Figure 4.

ALK mutations detected in neuroblastoma. (Cited and modified from Mosse YP, Laudenslager M, Longo L, et al. Identification of ALK as a major familial neuroblastoma predisposition gene. Nature. 2008;455(7215):930-5 ⁽⁸⁾ and Uryu K, Nishimura R, Kataoka K, et al. Identification of the genetic and clinical characteristics of neuroblastomas using genome-wide analysis. Oncotarget. 2017;8(64):107513-29 ⁽²⁶⁾. Copyright of the figure belongs to the authors.)

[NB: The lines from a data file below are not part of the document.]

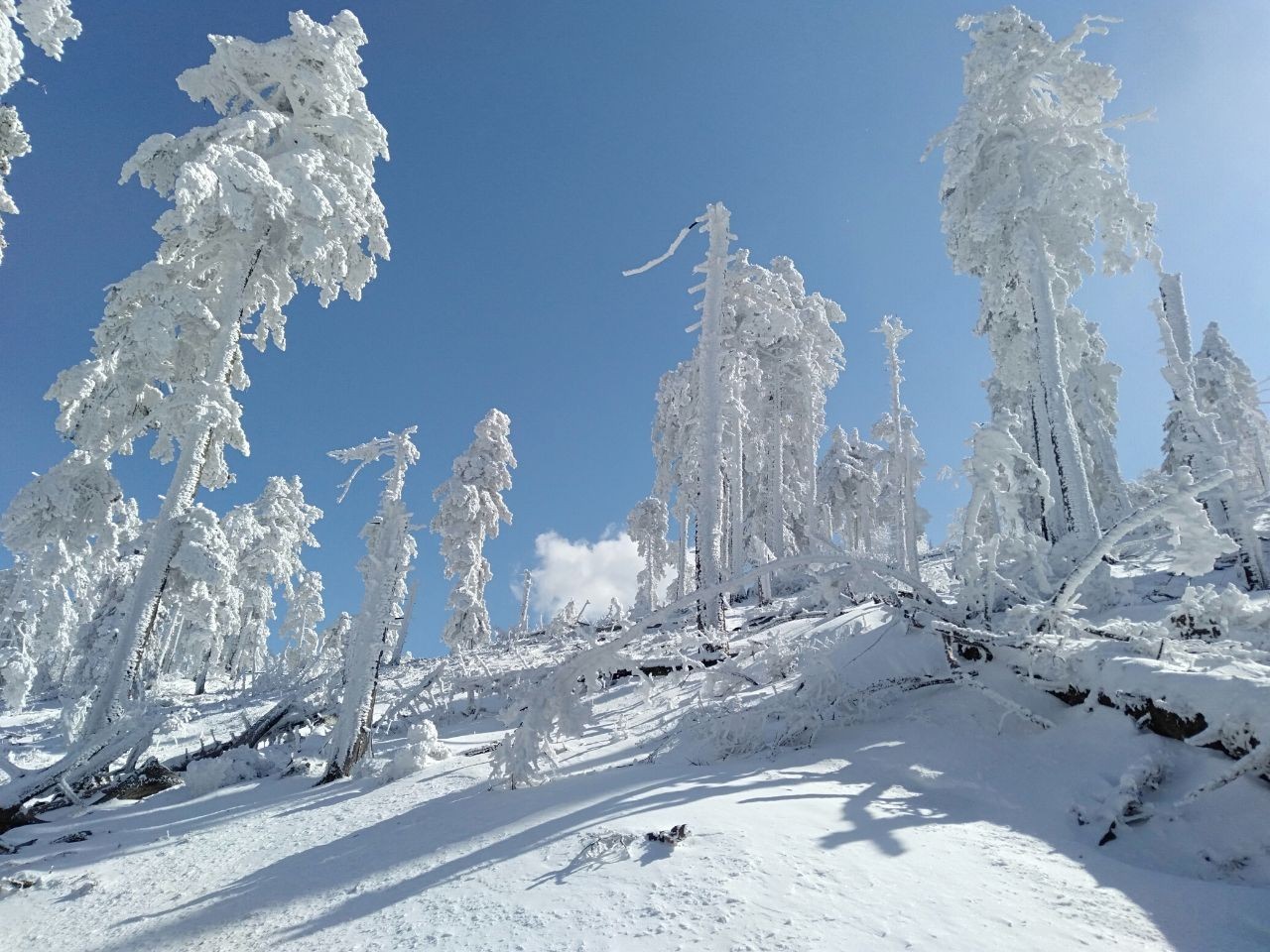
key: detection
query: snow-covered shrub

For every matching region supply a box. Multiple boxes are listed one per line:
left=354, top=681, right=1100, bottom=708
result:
left=185, top=748, right=274, bottom=797
left=1169, top=585, right=1270, bottom=648
left=0, top=652, right=36, bottom=711
left=61, top=694, right=92, bottom=744
left=685, top=623, right=948, bottom=761
left=377, top=721, right=449, bottom=783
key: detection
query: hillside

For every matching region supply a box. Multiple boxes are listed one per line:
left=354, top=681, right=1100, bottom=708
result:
left=0, top=578, right=1270, bottom=952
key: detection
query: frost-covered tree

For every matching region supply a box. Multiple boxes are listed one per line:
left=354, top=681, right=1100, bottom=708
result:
left=933, top=8, right=1157, bottom=544
left=50, top=12, right=389, bottom=731
left=225, top=476, right=322, bottom=678
left=0, top=0, right=82, bottom=262
left=691, top=202, right=736, bottom=631
left=278, top=570, right=326, bottom=675
left=626, top=496, right=671, bottom=617
left=322, top=426, right=419, bottom=783
left=955, top=410, right=1053, bottom=627
left=0, top=450, right=140, bottom=706
left=638, top=227, right=844, bottom=606
left=516, top=568, right=534, bottom=635
left=874, top=314, right=929, bottom=577
left=432, top=410, right=516, bottom=652
left=817, top=426, right=883, bottom=552
left=1152, top=274, right=1270, bottom=589
left=1192, top=322, right=1270, bottom=496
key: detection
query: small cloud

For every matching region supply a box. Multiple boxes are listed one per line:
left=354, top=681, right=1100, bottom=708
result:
left=531, top=527, right=644, bottom=618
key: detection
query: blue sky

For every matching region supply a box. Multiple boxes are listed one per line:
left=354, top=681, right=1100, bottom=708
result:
left=0, top=0, right=1270, bottom=654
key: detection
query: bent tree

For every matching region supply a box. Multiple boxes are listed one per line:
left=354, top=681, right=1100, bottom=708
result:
left=321, top=426, right=419, bottom=783
left=42, top=12, right=389, bottom=734
left=931, top=6, right=1158, bottom=548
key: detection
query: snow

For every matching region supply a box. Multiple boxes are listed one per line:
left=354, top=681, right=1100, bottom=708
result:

a. COSMIC frequencies of ALK mutations in neuroblastoma from the published literature with functional and therapeutic significance are shown. A blue circle indicates a missense mutation and a green circle indicates a silent mutation. The numbers in the circles represent the reported mutation numbers. The blue box indicates MAM domains and the pink box indicates the tyrosine kinase domain. b. Recurrent copy number (CN) gains in the 2p arm are defined by the MYCN locus on 2p24.3 and the ALK locus on 2p23, where vertical lines indicate common CN gains. High-grade amplifications are drawn in light red whereas simple gains are represented in dark red. c. Kinase activity of ALK mutants determined by in vitro kinase assays using the synthetic YFF peptide as a substrate.